Sure, the air out there feels as if somebody thought you were tonight's rib roast and slipped you into the oven at a slow bake.
But you don't have to take it. This is 1990, and there are things you can do about the heat.
Like get a job at an ice house. While his friends melt in their back yards and living rooms, Steven Fierro, 17, an Azusa High School senior, toddles off to the Monrovia Ice Co. in Duarte.
Here, in blissfully frigid air, he helps to shepherd a torrent of ice cubes into plastic bags, or chops steaming 300-pound blocks down to size with an ice pick.
If he finds himself getting a little overheated--during the hot weather, the plant on Huntington Drive can spit out as much as 20 tons of ice a day--Fierro just strolls into the storeroom, where all those bags of cubes are kept at an icy 20 degrees.

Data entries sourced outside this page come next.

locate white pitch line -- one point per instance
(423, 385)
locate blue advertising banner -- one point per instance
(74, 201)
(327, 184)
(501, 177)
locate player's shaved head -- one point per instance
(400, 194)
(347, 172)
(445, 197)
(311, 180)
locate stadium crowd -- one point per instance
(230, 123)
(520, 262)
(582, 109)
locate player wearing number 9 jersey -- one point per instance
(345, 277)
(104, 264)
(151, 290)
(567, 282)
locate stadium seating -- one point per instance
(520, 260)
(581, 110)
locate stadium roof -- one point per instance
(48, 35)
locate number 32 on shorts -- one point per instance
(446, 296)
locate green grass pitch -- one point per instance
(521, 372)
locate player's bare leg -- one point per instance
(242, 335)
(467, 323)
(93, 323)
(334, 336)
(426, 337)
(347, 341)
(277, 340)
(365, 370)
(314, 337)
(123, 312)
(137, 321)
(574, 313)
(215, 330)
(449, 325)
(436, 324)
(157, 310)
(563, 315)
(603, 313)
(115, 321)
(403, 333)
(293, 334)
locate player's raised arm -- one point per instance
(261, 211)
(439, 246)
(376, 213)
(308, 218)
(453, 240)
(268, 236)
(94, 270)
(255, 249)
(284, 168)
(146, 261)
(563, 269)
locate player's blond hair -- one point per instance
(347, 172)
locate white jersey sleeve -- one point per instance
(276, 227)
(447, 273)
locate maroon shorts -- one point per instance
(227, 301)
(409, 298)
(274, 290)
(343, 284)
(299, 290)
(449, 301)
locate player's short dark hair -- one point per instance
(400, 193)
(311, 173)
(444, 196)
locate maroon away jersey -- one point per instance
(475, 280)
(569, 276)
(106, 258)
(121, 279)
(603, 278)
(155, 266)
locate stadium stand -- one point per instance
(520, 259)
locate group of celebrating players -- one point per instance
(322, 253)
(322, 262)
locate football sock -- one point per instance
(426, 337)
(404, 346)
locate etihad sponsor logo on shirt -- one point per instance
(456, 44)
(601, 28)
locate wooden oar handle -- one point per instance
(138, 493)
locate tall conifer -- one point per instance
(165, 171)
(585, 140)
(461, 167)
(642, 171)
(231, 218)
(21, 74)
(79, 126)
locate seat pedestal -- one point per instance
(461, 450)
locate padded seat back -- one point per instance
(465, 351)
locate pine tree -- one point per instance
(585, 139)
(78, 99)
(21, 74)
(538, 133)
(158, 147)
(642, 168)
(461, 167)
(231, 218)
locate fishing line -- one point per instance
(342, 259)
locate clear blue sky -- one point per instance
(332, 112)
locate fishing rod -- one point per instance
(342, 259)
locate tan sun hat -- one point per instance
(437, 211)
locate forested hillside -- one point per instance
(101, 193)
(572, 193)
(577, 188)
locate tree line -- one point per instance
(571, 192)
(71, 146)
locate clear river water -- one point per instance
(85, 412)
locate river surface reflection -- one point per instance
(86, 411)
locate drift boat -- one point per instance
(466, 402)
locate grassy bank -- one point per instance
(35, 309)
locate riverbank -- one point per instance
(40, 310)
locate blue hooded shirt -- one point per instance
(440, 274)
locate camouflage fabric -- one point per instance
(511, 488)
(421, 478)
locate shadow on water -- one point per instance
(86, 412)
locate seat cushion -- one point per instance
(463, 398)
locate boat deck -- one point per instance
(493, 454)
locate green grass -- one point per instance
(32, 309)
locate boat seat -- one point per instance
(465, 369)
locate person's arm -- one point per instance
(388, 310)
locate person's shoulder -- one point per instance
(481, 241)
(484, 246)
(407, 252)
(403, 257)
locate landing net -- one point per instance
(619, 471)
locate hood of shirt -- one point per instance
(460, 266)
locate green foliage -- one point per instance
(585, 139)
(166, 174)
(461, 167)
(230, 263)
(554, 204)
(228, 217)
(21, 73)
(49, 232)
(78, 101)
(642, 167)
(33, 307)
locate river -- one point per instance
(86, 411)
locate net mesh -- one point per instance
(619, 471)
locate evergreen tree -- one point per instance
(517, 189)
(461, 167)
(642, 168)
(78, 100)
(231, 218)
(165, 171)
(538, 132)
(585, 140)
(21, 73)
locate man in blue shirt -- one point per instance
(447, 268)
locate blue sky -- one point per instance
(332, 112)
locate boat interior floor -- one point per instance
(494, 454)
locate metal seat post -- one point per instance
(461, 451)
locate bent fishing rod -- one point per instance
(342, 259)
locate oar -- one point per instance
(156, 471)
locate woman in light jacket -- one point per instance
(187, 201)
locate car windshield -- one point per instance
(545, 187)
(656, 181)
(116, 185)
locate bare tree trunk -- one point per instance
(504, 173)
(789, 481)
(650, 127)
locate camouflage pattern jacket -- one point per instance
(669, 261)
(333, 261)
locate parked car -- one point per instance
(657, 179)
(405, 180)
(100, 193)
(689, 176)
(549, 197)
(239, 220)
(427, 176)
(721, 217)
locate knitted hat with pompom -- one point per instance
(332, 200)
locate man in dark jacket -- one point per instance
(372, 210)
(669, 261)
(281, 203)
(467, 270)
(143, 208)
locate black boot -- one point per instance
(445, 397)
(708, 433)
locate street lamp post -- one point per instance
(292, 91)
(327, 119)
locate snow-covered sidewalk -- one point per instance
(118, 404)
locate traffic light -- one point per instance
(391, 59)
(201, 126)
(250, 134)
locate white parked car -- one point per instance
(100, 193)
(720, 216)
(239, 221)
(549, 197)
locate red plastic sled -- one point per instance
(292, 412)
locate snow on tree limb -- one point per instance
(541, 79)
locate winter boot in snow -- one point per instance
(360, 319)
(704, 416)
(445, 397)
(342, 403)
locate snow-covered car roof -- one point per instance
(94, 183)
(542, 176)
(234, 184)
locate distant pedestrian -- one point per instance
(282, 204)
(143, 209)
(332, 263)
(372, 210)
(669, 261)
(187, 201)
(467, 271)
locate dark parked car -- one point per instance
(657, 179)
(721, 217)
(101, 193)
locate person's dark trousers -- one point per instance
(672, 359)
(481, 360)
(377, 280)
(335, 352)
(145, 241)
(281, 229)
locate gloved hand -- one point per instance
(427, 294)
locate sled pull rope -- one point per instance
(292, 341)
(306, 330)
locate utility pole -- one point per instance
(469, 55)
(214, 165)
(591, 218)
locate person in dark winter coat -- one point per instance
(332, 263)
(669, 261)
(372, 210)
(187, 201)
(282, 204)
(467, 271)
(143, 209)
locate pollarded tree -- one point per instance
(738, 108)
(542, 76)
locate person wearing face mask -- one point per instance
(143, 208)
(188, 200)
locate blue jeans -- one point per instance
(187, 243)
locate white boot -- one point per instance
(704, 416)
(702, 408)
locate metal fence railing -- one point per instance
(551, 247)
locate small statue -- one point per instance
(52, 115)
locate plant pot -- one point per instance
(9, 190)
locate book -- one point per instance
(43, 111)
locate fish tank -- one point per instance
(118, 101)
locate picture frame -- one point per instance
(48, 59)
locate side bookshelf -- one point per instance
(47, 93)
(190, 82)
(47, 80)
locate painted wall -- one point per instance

Here, Fierro and co-worker Eric Leal take a few breaths of arctic air and think about what it must be like outside.
"On days like this," Fierro said, "I just want to come to work."
There's no relief in sight. Rick Dittman, a meteorologist with Weather Data Inc., said there is a huge high pressure system parked on top of Southern California like a lid on a barbecue grill.
The normal "thermal trough," with offshore breezes wafting across the region, has been reversed, Dittman said. "Now you have winds blowing down from the east and the north, and cities like Monrovia, at the base of a huge mountain range, are in a perfect position for really hot weather," he said.
Monrovia reached highs of 109 degrees for three days running this week, and other foothill cities were experiencing similar temperatures. The prospects are for similar weather through the weekend, Dittman said.
San Gabriel Valley residents have been finding lots of ways to escape that oven, or at least to step away from its direct blast.
Everybody seems to have a favorite escape. There are back-yard swimming pools and Raging Waters, the water attraction in Bonelli Park in San Dimas. There are home air conditioners, shopping malls and air-conditioned movie theaters.
Some cool-off strategies can't be shared. "I go home and sit in front of the air conditioner buck naked," a 16-year-old Pasadena girl said.
At times like this, Sandy Gollihugh knows she's in the right business. As the rest of Pasadena contends with 104 degrees, Gollihugh is zipped into a heavy leather jacket for her job as an ice-skating instructor.
"Sometimes it gets cold in here," Gollihugh said, leaning against the rail at the Pasadena Ice Skating Center on East Green Street. "On days like today, I know I made the right choice."
On Monday, there were great stretches of open ice at the center, as some of Gollihugh's students practiced their pirouettes and figure eights. A group of high school students from the Siloam Church Youth Group in Paramount celebrated their last day of vacation, charging around the rink in a chain.
"It's a kind of tradition with us," said Sarah Choe, 16, a student at Warren High School in Downey. "We come here every year."
Across the street at the Plaza Pasadena mall, the pace was slow, and the atmosphere was cool. Pedro Lopez, a retired store clerk from Pasadena, confessed that he had been in the mall for three hours.
"It's very agreeable here," he said, sitting on a main-floor bench, with not the least inclination to move on.
If you're not into winter sports and malls aren't your cup of tea, there's always Pasadena Superior Court. Court-watchers there are keeping their eyes on the trials being played out in air-conditioned courtrooms.
Out at the Los Angeles County Fair, at the Fairplex in Pomona, four of the exhibit halls are air-conditioned for the first time. And horse racing begins today. For $3, you can watch the races from the air-conditioned clubhouse. Or for a $5 minimum, you can take a table at the race track's Top of the Park restaurant, which has a panoramic view of the track and its own parimutuel windows.
A lot of people head for the mountains. Mt. Wilson was a moderate 89 degrees Tuesday, 20 degrees lower than some of the cities below. Just as important, Mt. Wilson weather observer Lu Rarogeiwicz said, the 5,800-foot mountain is above the smog line.
San Gabriel Valley ozone levels have been soaring into the "very unhealthful" range most days this week.
"There's a heavy blanket over the Basin," Rarogeiwicz said from his mountaintop perspective. "I can't really see into it--it's a lovely brown color. But it's clear overhead. I can see all the way to San Clemente and San Nicolas islands, between 100 and 110 miles away."
If the heat should fray tempers to the boiling point, there's plenty of room at the Pasadena Police Department lockup. "We can house 43 people here," Sgt. Jay D'Angelo said. "All of our cells are air-conditioned."